Pulsed neutron diffraction with isotope substitution on the hydroxyl hydrogens (H) is used to study the structure of pure liquid methanol at −80 °C and +25 °C. Although this liquid has been studied with neutrons several times in the past this is the first time that the composite partial structure factors, XX, XH and HH, are derived from the diffraction data. Here X represents a weighted sum of correlations from carbon (C), oxygen (O), and methyl hydrogen (M) atoms on the methanol molecule. The data are used in an empirical potential structure refinement (EPSR) computer simulation of the liquid at both temperatures.
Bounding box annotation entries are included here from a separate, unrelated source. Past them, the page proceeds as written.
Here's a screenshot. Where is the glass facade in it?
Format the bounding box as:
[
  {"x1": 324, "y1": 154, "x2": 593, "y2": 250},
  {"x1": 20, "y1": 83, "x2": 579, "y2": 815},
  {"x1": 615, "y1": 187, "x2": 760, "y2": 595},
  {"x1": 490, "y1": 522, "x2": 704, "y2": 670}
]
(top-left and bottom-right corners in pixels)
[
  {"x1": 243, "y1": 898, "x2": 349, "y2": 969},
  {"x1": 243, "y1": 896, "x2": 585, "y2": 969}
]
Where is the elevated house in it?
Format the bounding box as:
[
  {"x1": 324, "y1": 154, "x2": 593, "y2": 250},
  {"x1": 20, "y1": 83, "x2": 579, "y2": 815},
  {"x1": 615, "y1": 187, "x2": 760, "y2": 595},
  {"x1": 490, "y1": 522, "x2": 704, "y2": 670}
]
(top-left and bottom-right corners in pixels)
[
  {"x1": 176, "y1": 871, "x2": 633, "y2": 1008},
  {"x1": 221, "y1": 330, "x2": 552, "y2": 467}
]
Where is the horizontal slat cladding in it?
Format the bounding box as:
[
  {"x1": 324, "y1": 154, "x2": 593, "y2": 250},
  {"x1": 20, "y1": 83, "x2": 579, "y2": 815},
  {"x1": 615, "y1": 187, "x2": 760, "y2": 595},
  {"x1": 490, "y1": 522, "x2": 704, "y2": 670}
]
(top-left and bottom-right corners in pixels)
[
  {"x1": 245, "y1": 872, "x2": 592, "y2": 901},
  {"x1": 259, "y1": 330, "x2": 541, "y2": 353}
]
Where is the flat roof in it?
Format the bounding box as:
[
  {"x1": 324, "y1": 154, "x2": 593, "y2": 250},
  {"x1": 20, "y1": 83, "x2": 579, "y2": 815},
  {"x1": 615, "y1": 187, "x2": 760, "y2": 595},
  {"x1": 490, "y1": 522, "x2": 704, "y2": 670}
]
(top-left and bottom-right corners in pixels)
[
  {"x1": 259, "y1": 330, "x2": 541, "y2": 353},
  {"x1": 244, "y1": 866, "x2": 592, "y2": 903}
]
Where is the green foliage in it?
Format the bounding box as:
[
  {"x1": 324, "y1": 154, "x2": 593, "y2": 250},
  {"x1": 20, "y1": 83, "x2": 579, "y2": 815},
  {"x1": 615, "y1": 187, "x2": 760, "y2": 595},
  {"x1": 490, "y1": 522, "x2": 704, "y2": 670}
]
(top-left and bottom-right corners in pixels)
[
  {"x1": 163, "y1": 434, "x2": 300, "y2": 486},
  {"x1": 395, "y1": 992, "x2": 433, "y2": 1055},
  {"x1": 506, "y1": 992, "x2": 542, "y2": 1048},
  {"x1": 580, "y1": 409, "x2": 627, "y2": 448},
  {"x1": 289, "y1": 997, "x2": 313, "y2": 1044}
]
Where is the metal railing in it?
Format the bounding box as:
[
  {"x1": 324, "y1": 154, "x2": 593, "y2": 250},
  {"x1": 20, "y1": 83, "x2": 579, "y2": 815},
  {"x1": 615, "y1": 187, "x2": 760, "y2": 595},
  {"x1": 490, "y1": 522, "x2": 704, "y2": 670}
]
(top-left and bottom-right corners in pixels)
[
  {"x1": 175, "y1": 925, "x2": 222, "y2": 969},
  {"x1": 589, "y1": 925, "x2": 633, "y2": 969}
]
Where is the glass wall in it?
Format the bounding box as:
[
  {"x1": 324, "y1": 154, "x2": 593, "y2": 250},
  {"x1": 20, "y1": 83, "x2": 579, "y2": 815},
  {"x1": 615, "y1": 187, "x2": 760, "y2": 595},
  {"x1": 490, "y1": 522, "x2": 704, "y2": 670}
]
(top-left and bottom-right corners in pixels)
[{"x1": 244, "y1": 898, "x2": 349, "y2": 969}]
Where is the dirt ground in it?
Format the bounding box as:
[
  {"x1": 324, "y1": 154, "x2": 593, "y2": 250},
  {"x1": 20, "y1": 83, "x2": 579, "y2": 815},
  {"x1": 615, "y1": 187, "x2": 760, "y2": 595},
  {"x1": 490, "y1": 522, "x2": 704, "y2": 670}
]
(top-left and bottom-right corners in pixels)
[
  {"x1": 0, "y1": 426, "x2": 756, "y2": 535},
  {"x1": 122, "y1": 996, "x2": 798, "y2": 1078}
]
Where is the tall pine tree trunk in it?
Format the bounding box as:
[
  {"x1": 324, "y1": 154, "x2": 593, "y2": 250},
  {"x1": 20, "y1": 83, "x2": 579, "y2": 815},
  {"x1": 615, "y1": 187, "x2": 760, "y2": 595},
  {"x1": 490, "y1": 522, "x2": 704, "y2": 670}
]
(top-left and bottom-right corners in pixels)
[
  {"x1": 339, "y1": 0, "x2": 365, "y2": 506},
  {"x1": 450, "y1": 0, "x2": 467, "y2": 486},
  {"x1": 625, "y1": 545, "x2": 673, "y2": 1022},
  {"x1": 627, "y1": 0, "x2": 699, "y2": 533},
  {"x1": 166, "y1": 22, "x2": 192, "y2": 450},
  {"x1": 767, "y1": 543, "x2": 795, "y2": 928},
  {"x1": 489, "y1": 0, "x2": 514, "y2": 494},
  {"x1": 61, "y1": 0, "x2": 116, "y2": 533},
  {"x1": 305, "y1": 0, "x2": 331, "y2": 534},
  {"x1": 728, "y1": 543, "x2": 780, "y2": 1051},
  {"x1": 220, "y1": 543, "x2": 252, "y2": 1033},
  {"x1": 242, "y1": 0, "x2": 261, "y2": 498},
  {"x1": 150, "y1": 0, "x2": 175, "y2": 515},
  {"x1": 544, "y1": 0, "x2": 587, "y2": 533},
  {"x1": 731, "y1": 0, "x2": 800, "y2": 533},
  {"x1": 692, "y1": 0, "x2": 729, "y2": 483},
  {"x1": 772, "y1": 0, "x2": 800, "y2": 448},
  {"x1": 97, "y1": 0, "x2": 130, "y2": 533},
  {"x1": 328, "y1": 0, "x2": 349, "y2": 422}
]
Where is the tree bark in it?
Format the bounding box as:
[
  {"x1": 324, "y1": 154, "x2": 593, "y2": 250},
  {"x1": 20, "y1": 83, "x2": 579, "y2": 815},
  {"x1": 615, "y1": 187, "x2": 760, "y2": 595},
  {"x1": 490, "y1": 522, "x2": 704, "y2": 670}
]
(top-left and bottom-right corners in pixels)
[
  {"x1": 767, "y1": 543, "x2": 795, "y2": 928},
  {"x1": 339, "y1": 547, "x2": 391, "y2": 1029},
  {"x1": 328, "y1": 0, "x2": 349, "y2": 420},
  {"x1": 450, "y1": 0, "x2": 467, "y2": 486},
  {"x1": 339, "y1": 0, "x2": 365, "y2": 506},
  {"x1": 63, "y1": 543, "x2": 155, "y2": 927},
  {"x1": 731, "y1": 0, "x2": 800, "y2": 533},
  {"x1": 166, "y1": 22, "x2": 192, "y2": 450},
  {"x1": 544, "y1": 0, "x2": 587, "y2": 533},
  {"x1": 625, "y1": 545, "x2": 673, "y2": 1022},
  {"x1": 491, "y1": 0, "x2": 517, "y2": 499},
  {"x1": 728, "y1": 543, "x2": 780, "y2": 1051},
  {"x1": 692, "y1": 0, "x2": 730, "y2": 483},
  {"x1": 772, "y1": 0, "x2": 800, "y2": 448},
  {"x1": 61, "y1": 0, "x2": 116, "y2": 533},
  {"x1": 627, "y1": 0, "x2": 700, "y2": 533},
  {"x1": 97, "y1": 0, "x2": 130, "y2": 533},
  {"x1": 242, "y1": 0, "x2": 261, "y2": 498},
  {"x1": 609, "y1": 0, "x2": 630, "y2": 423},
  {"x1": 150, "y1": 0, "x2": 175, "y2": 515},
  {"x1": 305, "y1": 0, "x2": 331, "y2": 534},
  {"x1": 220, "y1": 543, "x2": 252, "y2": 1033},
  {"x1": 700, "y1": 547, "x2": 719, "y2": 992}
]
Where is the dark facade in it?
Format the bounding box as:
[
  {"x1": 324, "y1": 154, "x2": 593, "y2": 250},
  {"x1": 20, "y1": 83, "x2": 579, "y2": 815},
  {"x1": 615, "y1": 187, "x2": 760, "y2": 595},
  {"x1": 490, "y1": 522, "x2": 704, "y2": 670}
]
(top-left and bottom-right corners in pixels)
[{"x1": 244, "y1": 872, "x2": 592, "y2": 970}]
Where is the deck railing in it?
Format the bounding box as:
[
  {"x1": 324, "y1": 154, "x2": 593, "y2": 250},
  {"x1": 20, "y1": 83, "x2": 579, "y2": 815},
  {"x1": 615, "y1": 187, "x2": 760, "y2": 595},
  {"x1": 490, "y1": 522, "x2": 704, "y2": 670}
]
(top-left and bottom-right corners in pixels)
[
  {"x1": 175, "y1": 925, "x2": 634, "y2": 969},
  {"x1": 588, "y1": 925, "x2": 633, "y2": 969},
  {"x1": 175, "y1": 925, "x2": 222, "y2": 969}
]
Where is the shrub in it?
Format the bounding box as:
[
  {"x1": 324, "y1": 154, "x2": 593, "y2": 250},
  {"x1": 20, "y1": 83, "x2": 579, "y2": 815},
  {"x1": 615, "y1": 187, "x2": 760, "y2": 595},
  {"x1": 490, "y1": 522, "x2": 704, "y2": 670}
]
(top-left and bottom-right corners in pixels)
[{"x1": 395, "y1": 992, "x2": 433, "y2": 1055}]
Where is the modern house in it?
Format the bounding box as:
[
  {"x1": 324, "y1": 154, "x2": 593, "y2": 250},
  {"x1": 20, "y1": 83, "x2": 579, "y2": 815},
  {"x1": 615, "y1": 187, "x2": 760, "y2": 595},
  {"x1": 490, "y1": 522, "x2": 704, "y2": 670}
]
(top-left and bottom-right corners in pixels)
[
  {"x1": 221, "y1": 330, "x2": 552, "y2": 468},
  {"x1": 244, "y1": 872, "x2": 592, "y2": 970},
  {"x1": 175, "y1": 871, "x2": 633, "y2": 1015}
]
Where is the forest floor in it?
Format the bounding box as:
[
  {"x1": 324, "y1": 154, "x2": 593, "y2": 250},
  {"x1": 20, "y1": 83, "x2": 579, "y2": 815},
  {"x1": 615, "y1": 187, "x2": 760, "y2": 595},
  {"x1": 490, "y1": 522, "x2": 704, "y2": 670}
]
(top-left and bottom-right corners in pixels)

Model distributions of molecules consistent with these data are used to estimate the individual site—site radial distribution functions, the coefficients of the spherical harmonic expansion of the orientational pair correlation function, and the length of possible chains of methanol molecules formed in the liquid. Although the results are qualitatively similar to those of earlier computer simulation studies of this liquid, they do differ in detail from previous work. In particular, although most molecules in the liquid are found as part of chains up to 10 molecules long, the average chain length is only about 2.7 molecules at both temperatures, there are about 1.3 hydrogen bonds per molecule on average, and the chains are highly nonlinear on average.